BTW I would not recommend putting a PC in the wood shop, unless its a hardened industrial PC with no fans or vents. Otherwise it will quickly be killed by sawdust.
The way the Multicam works is that jobs are queued on the PC running the multicam software. All the queued jobs are available to be run from the keypad/pendant that is attached to the router. Just select the job, setup the material and home, and hit start.
I’ll be around to lend a hand as needed. I volunteered to run the wide format printer and help for open house but am willing to juggle or focus on whatever makes most sense. Should be there just after 6
Sorry I didn’t get to this… Shortly after posting, I got a call and had
to leave. I may be in tomorrow around 11:30a if there’s anything left to
do.
BTW, the blue Cat5 cable left hanging out of the wall plate back in the corner where the CNC Router will be is just a pull cable. It’s a left over from a previous install. I left the ceiling panel open so someone can help guide the new bundle into the wall once the extensions are in place in the ceiling.
While Alyssa is technically correct about a PC in the woodshop, we have been running our CNC router off of an old Dell Laptop for the last 3 years, in a dust environment that makes DMS look like a clean room.
bwmccall is right, I have two cnc routers working in my shop is a computer. Blow out the keyboard and in computer every once and a while and everything is fine.
One thing you guys might be forgetting, if a computer goes down in your private shops a ton of entitled DMS members don’t drag your name through the gutter.

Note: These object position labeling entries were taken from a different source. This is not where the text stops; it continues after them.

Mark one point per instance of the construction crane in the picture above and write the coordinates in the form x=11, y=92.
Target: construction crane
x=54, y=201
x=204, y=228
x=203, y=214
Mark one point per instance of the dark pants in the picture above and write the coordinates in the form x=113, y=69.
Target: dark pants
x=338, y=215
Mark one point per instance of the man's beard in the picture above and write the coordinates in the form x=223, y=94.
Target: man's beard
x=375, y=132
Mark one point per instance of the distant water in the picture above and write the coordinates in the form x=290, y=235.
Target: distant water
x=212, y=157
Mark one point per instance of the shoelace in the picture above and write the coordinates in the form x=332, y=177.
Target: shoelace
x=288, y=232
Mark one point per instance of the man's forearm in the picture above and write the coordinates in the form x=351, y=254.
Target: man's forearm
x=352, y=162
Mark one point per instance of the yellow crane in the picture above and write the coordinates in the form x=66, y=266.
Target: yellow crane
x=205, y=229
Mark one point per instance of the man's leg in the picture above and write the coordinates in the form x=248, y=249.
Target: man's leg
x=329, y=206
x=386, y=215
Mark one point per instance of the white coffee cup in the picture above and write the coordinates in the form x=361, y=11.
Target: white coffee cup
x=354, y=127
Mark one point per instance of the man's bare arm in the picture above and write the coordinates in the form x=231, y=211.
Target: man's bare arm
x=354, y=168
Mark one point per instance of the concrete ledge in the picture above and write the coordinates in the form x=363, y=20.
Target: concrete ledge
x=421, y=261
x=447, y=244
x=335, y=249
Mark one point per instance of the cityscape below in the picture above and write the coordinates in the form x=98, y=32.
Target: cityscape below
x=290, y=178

Hurt feeling often kill good help around DMS. DMS grows when we have people willing to help and work (often for FREE).
As long as we keep growing and stay smart with what we buy we should have the money to do thing correctly, why not do it right if we have the cash?
Just my two cents after all the issues with the CNC plasma computer.
Nick - I understand and agree with what you are saying, but it is also my belief that what you are saying is based on propaganda put forward by people that sell high $$$ computers with a bunch of promises (plus a touch of fear). While I do not make ANY effort to tell people how to do things at DMS, I DO feel that it is valuable to speak up when I have actual working knowledge on a subject. As stated previously, for the last 3 years, our CNC router (which runs 80 hours a week, in what can best be described as a dust bowl) has been run off of a surplus Dell laptop, with -0- failures. The laptop was set up and hooked up by a trained monkey at no cost. We have other (industrial) machines in the shop that are down frequently, and require a high dollar tech to do ANYTHING that needs doing.
You cannot tell me that “more expensive” is necessarily “better”.
Plus, we could have a dozen spare laptops sitting around ready to go for less than the up front cost of the high end computer.